The story is told mostly through song, with very little dialogue. Listening to all the songs in order, one right after another, can be an overwhelming experience for the uninitiated. It’s rock ballad after rock anthem for two and a half hours straight, from the opening battle cry “Rent” featuring the whole company yelling about the miseries of being broke artists in New York to Roger and Mark’s signature, angst-y duet “What You Own.” Angel’s cheeky, rap-infused number “Today 4 U” is a particular crowd pleaser, as he (she) bounces around the stage in full drag.
The showstoppers are “La Vie Boheme,” which sees the company dancing on tabletops while expounding the bohemian lifestyle, and “Seasons of Love,” one of the show’s simplest numbers but also its purest, as the cast stands side-by-side onstage and sings, in soaring harmony, those now-immortal words: “Five hundred twenty five thousand six hundred minutes / How do you measure, measure a year?”
Thirteen years after its debut, Rent has, admittedly, begun to show its age. What must have been edgy in the ‘90s now feels just average. More recent shows with R-rated content like Spring Awakening, Avenue Q and The Book of Mormon make Rent’s treatment of sex, drugs and homosexuality feel a little quaint. In order to appreciate its story and the characters’ struggles, today’s audience must view it through the lens of the time in which it was written, because today such a show simply wouldn’t exist.
But die-hard fans don’t need to be told how special this performance is. Rapp and Pascal look a little old to still be playing Mark and Roger but their voices haven’t changed a lick. Both possess the rare ability to sing in a combined theater/rock style, and they belt each song flawlessly as though they’ll never sing it again. The rest of the cast is good. Hopefully they’re not offended that no one’s here to see them – Rapp and Pascal can’t exactly do the show by themselves, after all.

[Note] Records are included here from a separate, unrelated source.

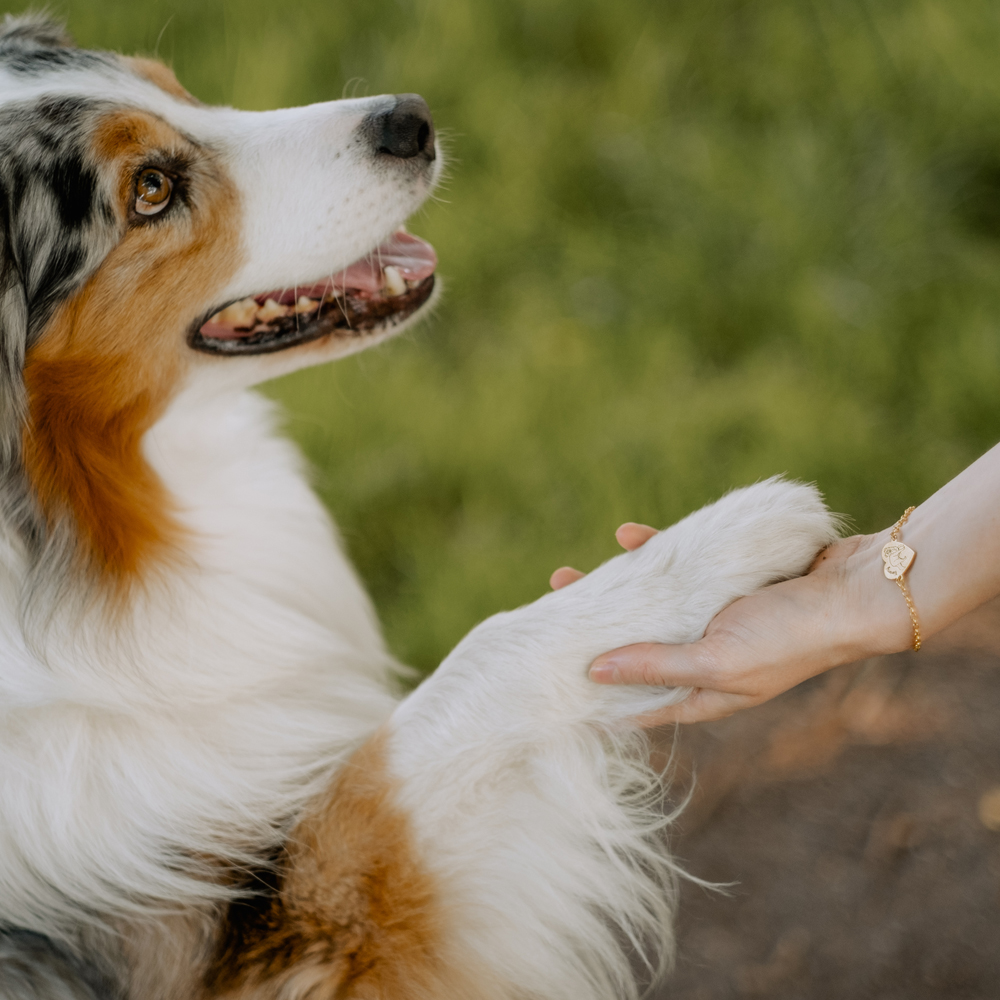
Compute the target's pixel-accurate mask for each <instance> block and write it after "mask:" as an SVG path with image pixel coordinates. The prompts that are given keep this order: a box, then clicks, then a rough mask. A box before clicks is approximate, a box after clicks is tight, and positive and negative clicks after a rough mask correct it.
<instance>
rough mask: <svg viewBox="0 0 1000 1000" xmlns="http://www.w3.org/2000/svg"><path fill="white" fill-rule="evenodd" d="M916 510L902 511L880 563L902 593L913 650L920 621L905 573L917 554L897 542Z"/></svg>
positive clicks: (887, 575) (905, 510)
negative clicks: (899, 589)
mask: <svg viewBox="0 0 1000 1000" xmlns="http://www.w3.org/2000/svg"><path fill="white" fill-rule="evenodd" d="M915 510H916V507H907V508H906V510H904V511H903V516H902V517H901V518H900V519H899V520H898V521H897V522H896V523H895V525H894V526H893V529H892V531H891V532H890V533H889V539H890V540H889V541H888V542H886V543H885V545H883V546H882V562H883V563H885V566H883V568H882V572H883V573H885V576H886V579H887V580H895V581H896V583H897V584H898V585H899V589H900V590H901V591H902V594H903V600H904V601H906V607H907V609H908V610H909V612H910V621H911V622H912V623H913V648H914V649H919V648H920V619H919V618H918V617H917V609H916V607H914V604H913V598H912V597H910V591H909V588H908V587H907V586H906V580H905V579H904V577H905V576H906V571H907V570H908V569H909V568H910V566H911V565H913V560H914V559H916V557H917V554H916V552H914V551H913V549H911V548H910V546H909V545H906V544H904V543H903V542H901V541H900V540H899V529H900V528H902V527H903V525H904V524H905V523H906V519H907V518H908V517H909V516H910V515H911V514H912V513H913V512H914V511H915Z"/></svg>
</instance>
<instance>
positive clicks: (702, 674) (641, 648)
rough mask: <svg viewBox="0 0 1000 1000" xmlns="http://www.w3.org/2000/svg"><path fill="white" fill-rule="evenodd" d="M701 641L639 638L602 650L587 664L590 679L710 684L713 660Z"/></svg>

Most, if not all, here today never got the chance to see Rent in its heyday on Broadway. For many Rent geeks, it’s probably their biggest regret. But this performance is more than a consolation prize. It’s a gift for the fans, a slice of theater history that has been brought to life in the small way that it can. Watching two original cast members perform the songs they’re famous for with hundreds of fellow fans, knowing that such an opportunity may never come around again, is enough to sustain these Broadway babies for years to come.
As the opening chords blare and Pascal is joined onstage by Rapp and the rest of the company to sing, angrily, “How we gonna pay / Last year’s rent!” you may be tempted to close your eyes and just listen. Is this one of Rent’s 5,124 performances at the Nederlander Theater on Broadway? Nah. But it’s close enough.